Metamorphosis of C. intestinalis and phenotypes of the sj mutant. (A) A swimming larva. PL, preoral lobe. (B) A larva during tail resorption. (C) After the completion of tail resorption, the preoral lobe becomes long and transparent and is called the stalk (St in D). (D) During the formation of the stalk, body axis rotation is initiated, and the trunk rotates by 90°. The oral siphon is shown by an arrow. (E) A juvenile that has completed body axis rotation. Adult organs such as gill slits (Gs), endostyle (Es), and heart (H) are formed. The position of the oral siphon (arrow) is completely different from the initial position (an arrow in D). (F) At 1 dpf, the larval tunic (Tu) of a sj mutant larva (sj) was narrower at the tail (arrows), whereas it swelled in the trunk region (arrowhead), compared with a normal larva (normal). The adult tunic (aTu) of a sj larva was normally formed inside the larval tunic. (Bar, 100 μm.) (G) At 2 dpf, a sj mutant started body axis rotation without tail resorption. (Bar, 100 μm.) (Insets) At 6 dpf, the preoral lobe of a sj mutant larva became long and transparent to form the stalk (St). The endostyle (Es) became longer in the sj larva than a normal larva. (H) A metamorphosed sj mutant (Lower) showed normal body organization compared with normal juveniles (Upper). (Bar, 100 μm.)
Fig. 2.
Fig. 2.
Mapping of the insertion site of Minos transposon in the sj mutant genome. (A) The design of a Minos transposon used for the insertional mutagenesis. E and H indicate the restriction sites of EcoRI and HindIII, respectively. (B) Location of the Minos insertion site in the sj mutant genome. Open and filled boxes represent exons of Ci-CesA corresponding to the UTR and ORF, respectively. A gray box indicates the position of an EST (rciad083d01) in the public genome browser of C. intestinalis (http://genome.jgi-psf.org/ciona4/ciona4.home.html). H, the restriction sites of HindIII. One restriction site showed polymorphism in the Japanese population of C. intestinalis and is shown as (H). pCesA(-2080)-GFP and pCesA(-327)-GFP indicate constructs used for the promoter analyses in Fig. 3C. (C) Genomic Southern blot analyses of sj mutants. (Left) Genomic DNA from a sj heterozygous animal (sj/+) digested with EcoRI was detected with the probe shown in A (dotted line). Multiple bands indicate the formation of a tandem repeat array. (Right) Genomic DNA from wild-type animals (+/+) and sj heterozygous animals (sj/+) digested with HindIII were detected by the probe shown in B (dotted line).
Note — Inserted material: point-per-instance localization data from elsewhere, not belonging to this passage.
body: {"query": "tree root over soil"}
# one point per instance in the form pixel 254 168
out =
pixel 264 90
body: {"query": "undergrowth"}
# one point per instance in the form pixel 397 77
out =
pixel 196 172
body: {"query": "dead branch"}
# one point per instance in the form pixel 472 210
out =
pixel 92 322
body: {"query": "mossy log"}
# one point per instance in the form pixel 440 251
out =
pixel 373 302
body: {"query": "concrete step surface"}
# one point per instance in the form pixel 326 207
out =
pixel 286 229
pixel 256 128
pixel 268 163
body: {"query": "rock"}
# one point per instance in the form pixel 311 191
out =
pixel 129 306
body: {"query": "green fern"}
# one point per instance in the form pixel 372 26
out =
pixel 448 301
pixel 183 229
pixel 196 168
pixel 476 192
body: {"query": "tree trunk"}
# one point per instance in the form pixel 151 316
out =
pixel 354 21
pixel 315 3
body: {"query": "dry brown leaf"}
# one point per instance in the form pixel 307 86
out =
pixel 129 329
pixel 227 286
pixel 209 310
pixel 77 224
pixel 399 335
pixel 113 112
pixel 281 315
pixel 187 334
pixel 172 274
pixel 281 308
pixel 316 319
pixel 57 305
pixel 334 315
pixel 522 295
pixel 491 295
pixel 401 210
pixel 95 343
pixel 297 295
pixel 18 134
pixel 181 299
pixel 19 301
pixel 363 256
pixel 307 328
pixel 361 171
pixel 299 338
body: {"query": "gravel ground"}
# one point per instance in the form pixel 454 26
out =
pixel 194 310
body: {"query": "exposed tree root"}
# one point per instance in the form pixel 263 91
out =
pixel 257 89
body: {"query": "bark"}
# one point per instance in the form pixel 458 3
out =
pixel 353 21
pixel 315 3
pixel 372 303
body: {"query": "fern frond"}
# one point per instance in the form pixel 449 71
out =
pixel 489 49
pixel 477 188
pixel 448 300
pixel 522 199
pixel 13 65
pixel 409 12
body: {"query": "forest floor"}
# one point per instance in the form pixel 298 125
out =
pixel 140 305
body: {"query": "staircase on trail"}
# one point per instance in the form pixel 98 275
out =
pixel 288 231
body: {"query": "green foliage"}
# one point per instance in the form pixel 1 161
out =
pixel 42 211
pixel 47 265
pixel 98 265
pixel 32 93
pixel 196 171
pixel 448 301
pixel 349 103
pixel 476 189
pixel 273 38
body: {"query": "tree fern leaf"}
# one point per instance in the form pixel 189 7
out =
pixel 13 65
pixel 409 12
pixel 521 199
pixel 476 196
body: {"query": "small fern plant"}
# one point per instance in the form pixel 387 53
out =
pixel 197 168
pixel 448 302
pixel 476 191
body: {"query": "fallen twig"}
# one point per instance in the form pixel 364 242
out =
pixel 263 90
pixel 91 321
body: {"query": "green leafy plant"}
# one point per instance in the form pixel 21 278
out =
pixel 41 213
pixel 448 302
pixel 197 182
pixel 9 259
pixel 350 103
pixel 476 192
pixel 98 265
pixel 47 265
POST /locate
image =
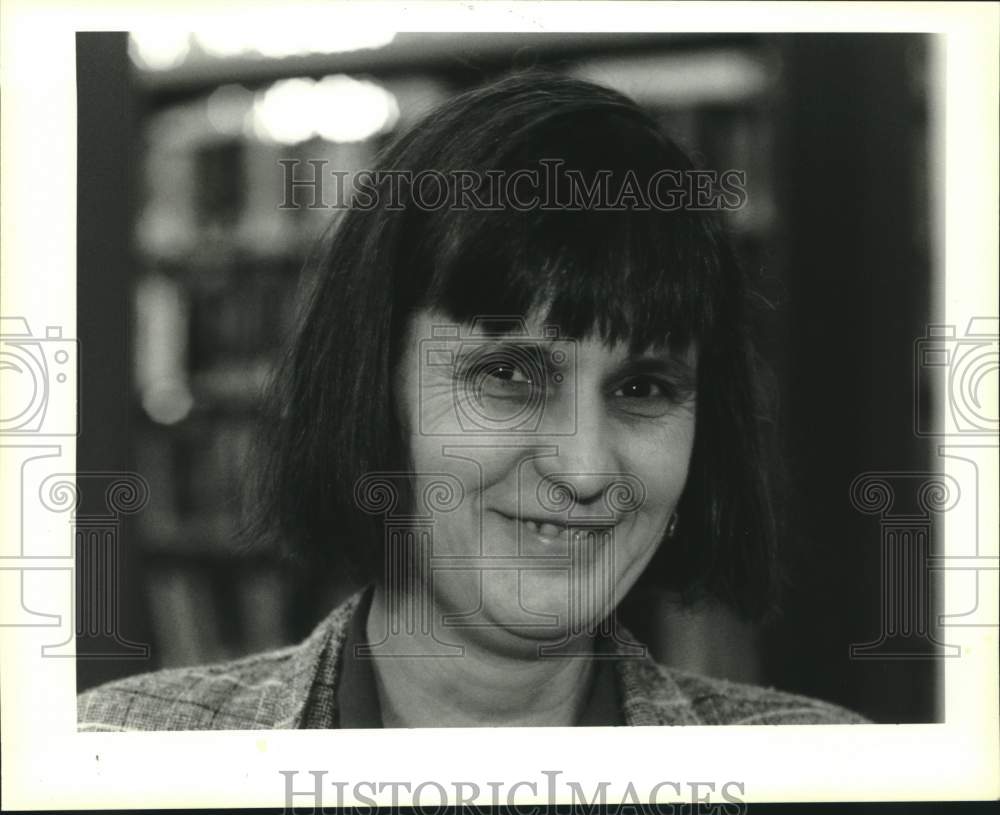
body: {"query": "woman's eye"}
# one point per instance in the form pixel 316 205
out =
pixel 506 373
pixel 645 388
pixel 648 396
M indicates the size marker. sj heterozygous animals showed specific bands (arrow) that were expected from the fusion of a part of pMiTFr3dTPO-gfp and genomic DNA. (D) An example of PCR analysis showing the homozygosity of the Minos insertion in sj mutants. DNA from larvae with normal appearance without GFP signal (N), normal appearance with GFP expression (P), and sj mutants (sj) were subjected to PCR by primers shown in B (small arrows). The absence of a band indicates the homozygosity of insertion. (Lower) The results of PCR that detects gfp (positive control). (E) A dramatic reduction of Ci-CesA expression in sj mutants (sj) revealed by RT-PCR. Ci-Epi1, which is expressed in epidermis (36), was used as a positive control. The expression of ciad083d01 was not affected in sj mutants. Negative controls without reverse transcription are shown by RT – lanes.
Fig. 3.
Fig. 3.
Ci-CesA is the gene responsible for the sj mutation. (A) Expression of Ci-CesA was not detected in a sj mutant (sj), whereas the expression is evident at the trunk of a normal larva at the same age (normal). (Bar, 100 μm.) (B) Microinjection of MO specific to Ci-CesA caused the same phenotype as the sj mutant. A larva (Left) that developed from an egg into which Ci-CesA MO was injected showed the abnormal tunic, retraction of papillae, rotation of body axis, and stalk formation. A larva injected with control MO did not show such phenotypes (Right). (C) GFP expression from pCesA(-2080)-GFP and pCesA(-327)-GFP. (D) The reduction in cellulose in the sj mutant larva (sj), compared with the presence of cellulose in a normal larva at the same age (normal), as shown by dark blue signals.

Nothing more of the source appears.